[Timon3]

The big difference is that npm will automatically (since 2017) save a version range to the project metadata, and will automatically create this metadata file if it doesn't exist. Same for other package managers in the Node world.

I just installed Python 3.13 with pip 24.2, created a venv and installed a package - and nothing, no file was created and nothing was saved. Even if I touch requirements.txt and pyproject.toml, pip doesn't save anything about the package.

This creates a massive gap in usability of projects by people not very familiar with the languages. Node-based projects sometimes have issues because dependencies changed without respecting semver, but Python projects often can't be installed and you have no idea why without spending lots of time looking through versions.

Of course there are other package managers for Python that do this better, but pip is still the de-facto default and is often used in tutorials for new developers. Hopefully uv can improve things!

[__mharrison__]

I recommend to start using UV.

It is very fast and tracks the libraries you are using.

After years of venv/pip, I'm not going back (unless a client requires it).

[jessekv]

Another nice thing about uv is it can install python itself in the venv.

So no need to mess around with brew/deadsnakes and multiple global python versions on your dev system.

This is actually an improvement over the node/nvm approach.

[elashri]

> Of course there are other package managers for Python that do this better

I think if you are comparing with what NPM does then you would have to say that native pip can do that too. It is just one command

`pip freeze > requirements.txt`

It does include everything in the venv (or in you environment in general) but if you stick to only add required things (one venv for each project) then you will get requirements.txt files

[Timon3]

Sure, you can manually do that. But my point is that pip doesn't do this automatically, and that is what makes so many Python projects essentially unusable without investing massive amounts of time into debugging. Good defaults and good standards matter a lot.

[elashri]

> without investing massive amounts of time into debugging

Again even if you are going to spend sometime to learn something that will have better tool for doing that like uv and poetry package managers. This is no massive amount of time. And eveb pip freeze is just one standard command and will give you portable environment be everything will be pinned in your environment. You just don't want to do everything with system global environment which is a common sense not a huge ask.

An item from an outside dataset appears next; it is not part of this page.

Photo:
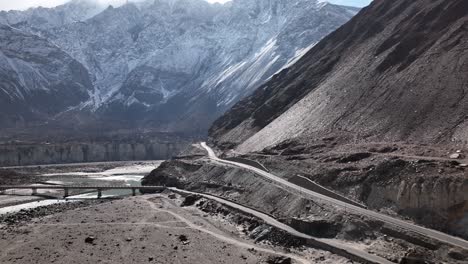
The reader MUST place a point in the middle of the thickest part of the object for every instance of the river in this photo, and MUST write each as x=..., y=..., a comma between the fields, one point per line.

So I am not sure what is the massive amount of debugging needes for that.

[Timon3]

I am specifically talking about the scenario where I, someone experienced with Python, am trying to use a project from someone who is not experienced in Python. There is nothing I can change since the project was already created some time ago. Most of the time, the only way for me to get the project running is to spend a lot of time debugging version issues - to find combinations of dependencies that are installable, and then to see if they work in the application context, and then to see if any bugs are part of the application or the dependency.

You might explain that away by asking why I'd want to run these projects, but a large percentage of data science projects I've tried to run end up in this scenario, and it simply doesn't happen with npm. A command existing is not a valid replacement for good defaults, since it literally affects my ability to run these projects.

[whyever]

I don't think this is the same. Does it also cover transitive dependencies?

[elashri]

Sorry if what I said about NPM is not accurate. But in reality if you are pinning the dependencies (all of them actual get pinned) then when pip is installing it will grab the correct version of the transitive dependency (both packages are pinned)

So I am not sure when this will become a problem.

[VagabundoP]

All that can be specified in a pyproject.toml.

As some posters mentioned uv takes care of a lot of that and you can even pin it to a version of python.

If it’s just a one off script you can get all the dep information in the script header and uv can take care of all the venv/deps for you if you transfer the script to another machine by reading the headers in a comment section at the start of the script.

All this is based on PEPs to standardise packaging. It’s slow but moving in the right direction.

[Timon3]

What do I have to put into pyproject.toml so that pip saves dependency ranges by default?

[VagabundoP]

So pyproject.toml will be used by uv and others, like poetry. Pip uses a requirements.txt for depandancy management.

Using uv as an example[0]:

uv add "tqdm >=4.66.2,<5"

[0]https://docs.astral.sh/uv/concepts/dependencies/#project-dep...

I don't have access to uv to test that command at the moment, but that should work. uv then installs the dependency in the .venv directory in the project directory. This may include a specific version of python as well, if you pin one.

[Timon3]

As I already replied to another user, I know that this exists, and it doesn't have anything to do with my point. So sadly your suggestion doesn't help in any way.